When I took a water safety and lifesaving course, our instructor warned us of the risks of going into the water to rescue a drowning victim and to only do so if every other attempt had failed, for many people drown while trying to rescue others. We learned techniques to use if we should have to go into the water and approach a person who is in need of rescue.
Have you ever wondered if you would be willing to risk your life to save someone else? Many in military conflicts have been faced with that issue, Many Europeans faced that decision during World War II. Even now, nearly eight decades later, stories of men and women who risked their lives to save Jewish people from death continue to emerge. I recently read (in Israel My Glory, Jan/Feb 2021) the amazing story of Marcel Marceau, considered the world’s greatest mime, who passed away in 2007. With his white-painted clown face, he was famous for his walking-against-the-wind routine and wiping his hand back and forth across his face to change from happy to sad.

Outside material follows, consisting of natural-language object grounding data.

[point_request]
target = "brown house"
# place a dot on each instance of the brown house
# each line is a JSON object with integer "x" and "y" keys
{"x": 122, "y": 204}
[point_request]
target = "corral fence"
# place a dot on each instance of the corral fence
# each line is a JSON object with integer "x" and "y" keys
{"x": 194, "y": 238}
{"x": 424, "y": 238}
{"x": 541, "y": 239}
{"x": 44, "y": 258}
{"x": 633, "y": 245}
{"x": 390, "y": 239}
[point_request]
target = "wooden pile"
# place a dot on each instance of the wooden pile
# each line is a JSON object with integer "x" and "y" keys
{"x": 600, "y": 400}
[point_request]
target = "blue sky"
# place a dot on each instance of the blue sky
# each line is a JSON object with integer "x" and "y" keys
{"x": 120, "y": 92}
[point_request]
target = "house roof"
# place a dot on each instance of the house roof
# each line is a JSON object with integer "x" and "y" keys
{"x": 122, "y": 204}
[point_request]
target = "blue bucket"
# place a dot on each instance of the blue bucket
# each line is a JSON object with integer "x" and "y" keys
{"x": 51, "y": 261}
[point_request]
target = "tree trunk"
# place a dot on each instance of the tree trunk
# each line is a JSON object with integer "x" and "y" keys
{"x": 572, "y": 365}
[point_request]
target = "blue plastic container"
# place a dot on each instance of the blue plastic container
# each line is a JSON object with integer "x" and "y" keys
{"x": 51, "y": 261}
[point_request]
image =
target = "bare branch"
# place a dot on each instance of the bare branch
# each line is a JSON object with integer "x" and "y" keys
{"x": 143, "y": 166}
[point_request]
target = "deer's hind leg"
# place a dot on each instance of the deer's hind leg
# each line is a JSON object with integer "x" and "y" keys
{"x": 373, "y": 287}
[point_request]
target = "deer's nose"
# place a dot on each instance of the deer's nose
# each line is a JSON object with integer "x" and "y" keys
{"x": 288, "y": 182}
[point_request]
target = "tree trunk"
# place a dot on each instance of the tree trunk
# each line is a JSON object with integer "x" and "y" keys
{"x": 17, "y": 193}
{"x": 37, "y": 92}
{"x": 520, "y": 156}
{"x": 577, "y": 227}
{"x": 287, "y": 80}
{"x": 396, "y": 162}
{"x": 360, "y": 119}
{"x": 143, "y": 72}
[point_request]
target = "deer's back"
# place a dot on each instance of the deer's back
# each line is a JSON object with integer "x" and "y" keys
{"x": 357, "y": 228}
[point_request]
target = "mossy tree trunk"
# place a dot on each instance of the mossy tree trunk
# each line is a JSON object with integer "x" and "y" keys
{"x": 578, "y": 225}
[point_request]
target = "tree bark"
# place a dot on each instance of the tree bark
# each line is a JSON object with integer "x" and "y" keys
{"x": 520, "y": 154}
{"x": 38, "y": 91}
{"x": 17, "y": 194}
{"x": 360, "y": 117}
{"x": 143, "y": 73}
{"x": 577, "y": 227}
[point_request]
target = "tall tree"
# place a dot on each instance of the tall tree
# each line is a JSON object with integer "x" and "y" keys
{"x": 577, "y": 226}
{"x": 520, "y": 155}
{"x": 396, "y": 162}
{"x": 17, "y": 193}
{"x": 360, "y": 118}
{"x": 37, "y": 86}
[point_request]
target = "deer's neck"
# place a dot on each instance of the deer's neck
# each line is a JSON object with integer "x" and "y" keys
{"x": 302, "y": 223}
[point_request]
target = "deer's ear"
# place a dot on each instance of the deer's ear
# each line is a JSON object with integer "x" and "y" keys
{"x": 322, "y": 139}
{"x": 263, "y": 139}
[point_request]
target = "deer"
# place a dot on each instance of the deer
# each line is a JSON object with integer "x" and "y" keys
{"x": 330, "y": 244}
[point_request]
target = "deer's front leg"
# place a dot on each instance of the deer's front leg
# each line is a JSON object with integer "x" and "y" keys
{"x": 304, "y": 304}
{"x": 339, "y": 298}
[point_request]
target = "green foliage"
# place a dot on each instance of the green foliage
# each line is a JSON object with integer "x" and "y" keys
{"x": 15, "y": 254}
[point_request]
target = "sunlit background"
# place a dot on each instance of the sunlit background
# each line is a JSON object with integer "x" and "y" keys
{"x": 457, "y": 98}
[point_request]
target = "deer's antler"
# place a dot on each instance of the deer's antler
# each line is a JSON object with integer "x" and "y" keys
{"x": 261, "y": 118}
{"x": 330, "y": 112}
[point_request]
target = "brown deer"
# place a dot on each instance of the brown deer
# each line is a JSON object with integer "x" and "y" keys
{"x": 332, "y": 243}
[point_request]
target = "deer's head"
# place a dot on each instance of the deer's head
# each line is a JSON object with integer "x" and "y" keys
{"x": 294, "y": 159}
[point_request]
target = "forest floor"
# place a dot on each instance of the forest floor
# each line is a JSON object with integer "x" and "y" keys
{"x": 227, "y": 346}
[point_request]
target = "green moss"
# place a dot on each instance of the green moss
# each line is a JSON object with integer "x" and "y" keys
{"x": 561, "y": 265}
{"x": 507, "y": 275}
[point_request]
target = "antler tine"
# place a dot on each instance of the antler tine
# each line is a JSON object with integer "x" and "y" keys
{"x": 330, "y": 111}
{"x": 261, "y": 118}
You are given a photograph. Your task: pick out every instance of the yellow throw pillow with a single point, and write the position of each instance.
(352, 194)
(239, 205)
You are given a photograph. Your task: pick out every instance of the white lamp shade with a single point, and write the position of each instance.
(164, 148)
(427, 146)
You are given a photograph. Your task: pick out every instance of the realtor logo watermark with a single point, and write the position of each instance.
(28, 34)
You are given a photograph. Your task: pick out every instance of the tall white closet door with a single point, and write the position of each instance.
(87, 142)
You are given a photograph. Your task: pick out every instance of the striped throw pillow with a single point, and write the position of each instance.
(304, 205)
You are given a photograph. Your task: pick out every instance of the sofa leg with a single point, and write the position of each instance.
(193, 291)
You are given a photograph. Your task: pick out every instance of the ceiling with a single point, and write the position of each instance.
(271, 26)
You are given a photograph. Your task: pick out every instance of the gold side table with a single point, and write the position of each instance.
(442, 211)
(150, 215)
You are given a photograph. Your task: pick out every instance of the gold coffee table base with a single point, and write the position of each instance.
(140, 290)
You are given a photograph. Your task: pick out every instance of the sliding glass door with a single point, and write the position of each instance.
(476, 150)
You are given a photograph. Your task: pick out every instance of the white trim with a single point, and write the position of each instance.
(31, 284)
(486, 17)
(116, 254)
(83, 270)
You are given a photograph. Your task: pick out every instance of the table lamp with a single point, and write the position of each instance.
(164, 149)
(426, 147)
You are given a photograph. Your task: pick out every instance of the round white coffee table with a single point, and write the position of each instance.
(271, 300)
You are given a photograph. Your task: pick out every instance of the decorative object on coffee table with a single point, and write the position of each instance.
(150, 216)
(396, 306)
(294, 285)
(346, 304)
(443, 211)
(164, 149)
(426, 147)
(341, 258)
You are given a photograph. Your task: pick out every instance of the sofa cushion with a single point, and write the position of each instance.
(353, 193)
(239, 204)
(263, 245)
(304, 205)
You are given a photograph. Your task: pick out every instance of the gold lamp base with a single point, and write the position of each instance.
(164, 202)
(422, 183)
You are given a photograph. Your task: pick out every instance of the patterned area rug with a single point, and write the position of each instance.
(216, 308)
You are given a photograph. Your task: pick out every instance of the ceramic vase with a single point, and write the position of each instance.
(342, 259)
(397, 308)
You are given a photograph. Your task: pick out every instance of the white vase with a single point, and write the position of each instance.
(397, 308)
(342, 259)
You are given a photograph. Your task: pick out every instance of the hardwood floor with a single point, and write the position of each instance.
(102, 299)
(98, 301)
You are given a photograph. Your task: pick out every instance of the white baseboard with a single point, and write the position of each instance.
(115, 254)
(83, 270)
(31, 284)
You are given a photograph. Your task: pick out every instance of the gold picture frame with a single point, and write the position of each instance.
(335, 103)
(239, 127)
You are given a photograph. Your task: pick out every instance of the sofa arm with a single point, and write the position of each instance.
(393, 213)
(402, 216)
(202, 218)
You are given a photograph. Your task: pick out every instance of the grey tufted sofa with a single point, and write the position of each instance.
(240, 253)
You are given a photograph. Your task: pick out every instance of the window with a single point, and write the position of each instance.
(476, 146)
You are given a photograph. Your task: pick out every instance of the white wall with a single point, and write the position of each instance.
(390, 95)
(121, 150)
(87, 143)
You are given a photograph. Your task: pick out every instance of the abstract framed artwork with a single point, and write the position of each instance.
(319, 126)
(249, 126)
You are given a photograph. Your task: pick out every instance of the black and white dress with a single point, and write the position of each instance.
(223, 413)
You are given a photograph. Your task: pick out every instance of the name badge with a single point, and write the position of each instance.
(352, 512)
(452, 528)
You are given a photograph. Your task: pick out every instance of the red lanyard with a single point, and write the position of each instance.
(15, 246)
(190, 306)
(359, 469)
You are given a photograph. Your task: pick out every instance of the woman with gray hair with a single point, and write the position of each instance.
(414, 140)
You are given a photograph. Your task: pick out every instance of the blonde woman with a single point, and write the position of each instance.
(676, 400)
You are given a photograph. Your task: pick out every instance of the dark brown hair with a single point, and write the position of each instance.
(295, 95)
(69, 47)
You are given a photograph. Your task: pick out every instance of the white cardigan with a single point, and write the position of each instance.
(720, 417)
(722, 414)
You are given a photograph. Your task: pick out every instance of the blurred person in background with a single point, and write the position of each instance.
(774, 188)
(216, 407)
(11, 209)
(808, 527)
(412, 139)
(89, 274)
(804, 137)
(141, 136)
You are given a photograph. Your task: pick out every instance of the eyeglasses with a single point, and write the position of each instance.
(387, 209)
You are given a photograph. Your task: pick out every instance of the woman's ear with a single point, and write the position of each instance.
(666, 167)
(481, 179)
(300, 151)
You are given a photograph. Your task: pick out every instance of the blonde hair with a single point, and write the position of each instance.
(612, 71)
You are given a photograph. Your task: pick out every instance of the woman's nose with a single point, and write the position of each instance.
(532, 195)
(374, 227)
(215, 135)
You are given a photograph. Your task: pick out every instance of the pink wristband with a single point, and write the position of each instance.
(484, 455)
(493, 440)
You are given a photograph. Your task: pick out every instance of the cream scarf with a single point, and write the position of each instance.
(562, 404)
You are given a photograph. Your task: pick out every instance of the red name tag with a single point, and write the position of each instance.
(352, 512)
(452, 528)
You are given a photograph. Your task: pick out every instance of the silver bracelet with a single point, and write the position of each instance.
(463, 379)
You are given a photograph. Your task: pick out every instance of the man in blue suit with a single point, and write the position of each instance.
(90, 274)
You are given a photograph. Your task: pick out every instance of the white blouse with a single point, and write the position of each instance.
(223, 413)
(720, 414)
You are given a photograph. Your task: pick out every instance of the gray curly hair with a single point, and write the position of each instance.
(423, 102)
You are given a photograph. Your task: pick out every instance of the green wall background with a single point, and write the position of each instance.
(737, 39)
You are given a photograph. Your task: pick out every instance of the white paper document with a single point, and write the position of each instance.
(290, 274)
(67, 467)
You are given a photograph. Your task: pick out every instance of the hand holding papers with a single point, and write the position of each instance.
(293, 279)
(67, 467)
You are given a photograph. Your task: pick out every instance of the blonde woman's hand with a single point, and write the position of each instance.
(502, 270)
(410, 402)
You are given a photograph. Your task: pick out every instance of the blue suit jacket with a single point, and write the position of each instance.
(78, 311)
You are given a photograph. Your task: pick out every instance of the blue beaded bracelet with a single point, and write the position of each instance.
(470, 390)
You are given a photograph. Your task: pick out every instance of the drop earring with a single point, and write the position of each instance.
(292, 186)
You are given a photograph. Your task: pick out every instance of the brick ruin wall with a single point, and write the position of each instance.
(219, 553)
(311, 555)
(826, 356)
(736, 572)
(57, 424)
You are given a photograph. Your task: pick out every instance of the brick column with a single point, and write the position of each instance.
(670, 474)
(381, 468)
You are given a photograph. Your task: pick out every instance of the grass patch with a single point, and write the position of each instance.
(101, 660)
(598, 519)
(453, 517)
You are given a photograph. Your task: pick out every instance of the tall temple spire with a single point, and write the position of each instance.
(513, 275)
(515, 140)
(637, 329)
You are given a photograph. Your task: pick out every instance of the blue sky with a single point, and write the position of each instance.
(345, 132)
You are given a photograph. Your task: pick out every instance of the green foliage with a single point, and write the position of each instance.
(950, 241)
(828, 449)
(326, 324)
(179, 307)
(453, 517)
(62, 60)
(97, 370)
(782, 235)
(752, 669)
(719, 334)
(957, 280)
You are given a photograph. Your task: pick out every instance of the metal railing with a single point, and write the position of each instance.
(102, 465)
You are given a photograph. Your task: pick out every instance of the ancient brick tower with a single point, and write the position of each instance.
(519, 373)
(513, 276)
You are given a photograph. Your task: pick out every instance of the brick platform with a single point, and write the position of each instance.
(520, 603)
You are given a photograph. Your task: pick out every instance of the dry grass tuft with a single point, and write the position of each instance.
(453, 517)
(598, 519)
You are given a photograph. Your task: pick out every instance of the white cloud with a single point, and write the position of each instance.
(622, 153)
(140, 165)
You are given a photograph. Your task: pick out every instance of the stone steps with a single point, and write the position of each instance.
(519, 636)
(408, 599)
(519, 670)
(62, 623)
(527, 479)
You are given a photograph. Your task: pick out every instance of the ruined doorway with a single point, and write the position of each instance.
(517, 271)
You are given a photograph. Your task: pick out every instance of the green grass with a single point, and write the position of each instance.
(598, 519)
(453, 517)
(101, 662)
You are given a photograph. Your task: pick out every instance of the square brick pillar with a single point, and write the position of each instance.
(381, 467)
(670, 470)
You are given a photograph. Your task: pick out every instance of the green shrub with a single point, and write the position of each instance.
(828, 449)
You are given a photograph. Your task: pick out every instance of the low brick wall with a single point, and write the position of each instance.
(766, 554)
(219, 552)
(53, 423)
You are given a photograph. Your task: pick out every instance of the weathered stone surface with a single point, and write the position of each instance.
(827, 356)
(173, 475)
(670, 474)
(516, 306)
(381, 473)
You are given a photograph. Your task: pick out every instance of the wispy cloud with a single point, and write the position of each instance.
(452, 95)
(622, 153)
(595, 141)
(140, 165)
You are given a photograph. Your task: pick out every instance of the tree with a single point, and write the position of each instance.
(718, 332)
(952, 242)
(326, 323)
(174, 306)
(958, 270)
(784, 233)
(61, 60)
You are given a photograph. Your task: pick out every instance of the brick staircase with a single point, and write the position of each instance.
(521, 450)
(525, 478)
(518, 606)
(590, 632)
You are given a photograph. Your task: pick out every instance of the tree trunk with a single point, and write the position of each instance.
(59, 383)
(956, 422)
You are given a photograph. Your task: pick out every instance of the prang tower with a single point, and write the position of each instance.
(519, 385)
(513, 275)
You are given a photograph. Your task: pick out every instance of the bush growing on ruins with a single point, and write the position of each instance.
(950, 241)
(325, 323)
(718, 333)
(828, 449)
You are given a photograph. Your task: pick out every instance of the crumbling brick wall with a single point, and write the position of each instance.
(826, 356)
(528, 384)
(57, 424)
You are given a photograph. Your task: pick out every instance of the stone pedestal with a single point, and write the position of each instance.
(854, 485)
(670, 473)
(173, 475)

But, what most people don’t know is that he was Jewish, born Marcel Mangel, son of a Jewish butcher. Growing up in Strasbourg, France along the German border, he faced–as a teenager–the momentous decision of whether to risk his life to save others. On the night of Nov. 9, 1938, vicious anti-Jewish riots known as “Kristallnacht” (“Night of Broken Glass”) swept across Germany. Jewish homes and businesses were looted and destroyed and Jewish people by the thousands were beaten and many killed. By night’s end, 35,000 Jews were hauled off to concentration camps and hundreds of Jewish children had become orphans.
A wealthy Strasbourg woman “bought” 123 Jewish orphans from the Nazis and brought them to France, turning them over to Marcel’s cousin, Georges Loinger, head of the Jewish Boy Scouts of France. He recruited Marcel to calm and entertain them, and through mime, overcome the language barrier.
When Hitler invaded France in 1940, Marcel fled with the orphans to Lyon, but in 1942, Klaus Barbie, the “Butcher of Lyon,” became head of the Gestapo. He was known for torturing and murdering Jews, including children. Marcel and his brother made three trips across the Alps to get the orphans into neutral Switzerland. The journey was treacherous. German soldiers patrolled the mountains to catch those fleeing. Marcel used mime to calm the children when the Germans stopped them to check their papers (Marcel and his brother had forged documents for the children to hide their Jewish identity). By the end of the war, some 10,000 youngsters had been rescued.
Marceau escaped the holocaust himself, but his father was sent to Auschwitz where he perished in 1944. Not realizing that Auschwitz was a death camp, Marcel would sit and wait for the train from Poland, hoping his father would return.
Marcel never thought of himself as a hero and only shared about rescuing the children a few years before he died at age 84. He spent his life entertaining others, but he lived with the sad memories of all the war took from him and of the orphaned children. His remarkable story was made into a movie, Resistance, in 2020. Marcel (Mangel) Marceau risked his life to save others.
Our Savior, the Lord Jesus Christ, came from heaven to earth to not only risk His life, but to lay down His life to rescue lost sinners who are being held captive by the adversary, Satan, who “prowls about like a roaring lion, seeking someone to devour” (I Pet. 5:8). Jesus said, “I am the good shepherd; the good shepherd lays down His life for the sheep” (Jn. 10:10). The Apostle John, in his first epistle, wrote: “In this is love, not that we loved God, but that He loved us and sent His Son to be the propitiation for our sins” (I Jn. 4:10).
God loved us enough to send His “only begotten Son” to die for us so that we might believe in Him and have eternal life–be rescued from being “dead in trespasses and sin” (Jn. 3:16; Eph. 2:1)–the greatest rescue mission ever undertaken! “God was in Christ, reconciling (rescuing) the world unto Himself…” and He has now “committed to us the word of reconciliation. Therefore, we are ambassadors for Christ, as though God were entreating through us; be reconciled to God” (II Cor. 5:19,20).
Are there people around you who are “drowning in sin” and need to be rescued? If you know Christ, then you are their lifeguard. Just remember, there are risks in rescue work. Make sure you depend on the power of Christ and the Holy Spirit who live within you. They are the “soul winners” (Rescuers)–not you!